Que raconte ce texte ? Qu’en pensez-vous ?
Les élèves, bien sûr, le trouvent bien plat, bien banal…

 

b) Ensuite on propose un  extrait de la suite ( sans préciser qu’il s’agit de la suite)

         Aujourd'hui, ce troupeau de monstres innombrables patauge sous les pluies acides du mois de septembre, rissole au soleil poussiéreux, durcit aux premiers gels. Il monte de ce peuple de caisses une rumeur hostile, un souffle bleu d'agonie. Le temps d'aller au bureau, on est déjà le 31 décembre…


De quoi parle cet extrait ? Quel rapport peut-on faire avec le premier texte et celui-ci ?

 

c)  Enfin le titre de la nouvelle.


LES EMBOUTEILLAGES

 

 

Voici le titre de la nouvelle. Qu’apporte-t-il aux deux textes précédents ? Quelles hypothèses désormais peut-on faire sur le texte en entier ?

 

d)  On propose le début original.

     
Mes parents se sont connus dans l'embouteillage du treize avril au vingt-huit septembre 1973. Un fameux embouteillage, qui allait de la Concorde jusqu'à Melun. Ma mère avait une petite Austin, marron comme ses yeux; et mon père une Volvo, qui allait à son tempérament de rustaud. En ce temps-là, les gens ne se méfiaient pas encore les uns des autres: ma mère amarra sa petite anglaise au gros pare-chocs de mon père et monta dans la Volvo. Il lui fit sur la voie express rive droite un enfant sans plus tarder. Moi.

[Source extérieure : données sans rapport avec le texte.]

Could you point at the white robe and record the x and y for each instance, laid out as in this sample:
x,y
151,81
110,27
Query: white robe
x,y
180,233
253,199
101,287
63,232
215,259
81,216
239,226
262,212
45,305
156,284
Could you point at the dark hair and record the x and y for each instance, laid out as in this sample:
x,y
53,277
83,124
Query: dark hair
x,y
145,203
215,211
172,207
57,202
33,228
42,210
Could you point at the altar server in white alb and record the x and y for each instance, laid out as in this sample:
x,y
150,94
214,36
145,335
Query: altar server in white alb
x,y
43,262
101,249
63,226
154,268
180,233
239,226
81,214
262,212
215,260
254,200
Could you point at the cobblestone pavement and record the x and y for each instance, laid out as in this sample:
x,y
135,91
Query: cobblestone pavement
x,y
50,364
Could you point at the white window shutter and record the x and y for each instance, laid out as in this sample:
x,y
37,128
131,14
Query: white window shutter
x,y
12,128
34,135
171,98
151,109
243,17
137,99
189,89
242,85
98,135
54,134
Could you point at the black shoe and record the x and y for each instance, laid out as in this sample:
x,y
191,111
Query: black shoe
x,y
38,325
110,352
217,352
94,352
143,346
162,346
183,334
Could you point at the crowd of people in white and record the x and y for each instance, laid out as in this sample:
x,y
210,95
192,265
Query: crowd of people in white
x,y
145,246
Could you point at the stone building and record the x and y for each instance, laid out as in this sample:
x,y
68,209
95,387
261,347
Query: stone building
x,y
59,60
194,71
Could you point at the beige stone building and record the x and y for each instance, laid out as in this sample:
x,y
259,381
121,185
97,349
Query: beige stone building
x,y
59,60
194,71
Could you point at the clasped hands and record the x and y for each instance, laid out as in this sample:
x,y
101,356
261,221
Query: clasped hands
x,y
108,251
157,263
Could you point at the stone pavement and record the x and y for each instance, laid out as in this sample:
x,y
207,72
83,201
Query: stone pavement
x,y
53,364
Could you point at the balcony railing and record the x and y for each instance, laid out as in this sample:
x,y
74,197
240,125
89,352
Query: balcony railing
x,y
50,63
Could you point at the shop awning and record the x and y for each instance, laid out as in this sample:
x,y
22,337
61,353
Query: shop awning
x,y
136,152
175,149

e)  Travail d’écriture, pour rendre la cohérence au texte, écrire dans les blancs de la nouvelle.

 

 

     

Ma mère accoucha…………………. et l'on me mit en nourrice………………. Mes  parents eurent un terrible accident dont ils ne réchappèrent ni l'un ni l'autre.

        J'ai grandi ……………………..et j'ai passé mon baccalauréat. J'ai fait de petits métiers pour vivre et trois ans de service militaire…………………………. Un beau jour, c'était le quinze mai 1996, j'ai rencontré ma femme. Elle avait cette année-là un jeune motard pour amant. …………………………….
Nous nous mariâmes sept ans plus tard.

 

f) inventer une fin ?

 

Aujourd'hui, ce troupeau de monstres innombrables patauge sous les pluies acides du mois de septembre, rissole au soleil poussiéreux, durcit aux premiers gels. Il monte de ce peuple de caisses une rumeur hostile, un souffle bleu d'agonie. Le temps d'aller au bureau, on est déjà le 31 décembre, nous fêtons le Nouvel An dans les embouteillages de Valence. Hier, j'ai reçu une lettre urgente: ça faisait dix mois que je voyais le camion des Postes approcher. Aujourd'hui, je sors de ma voiture,……………..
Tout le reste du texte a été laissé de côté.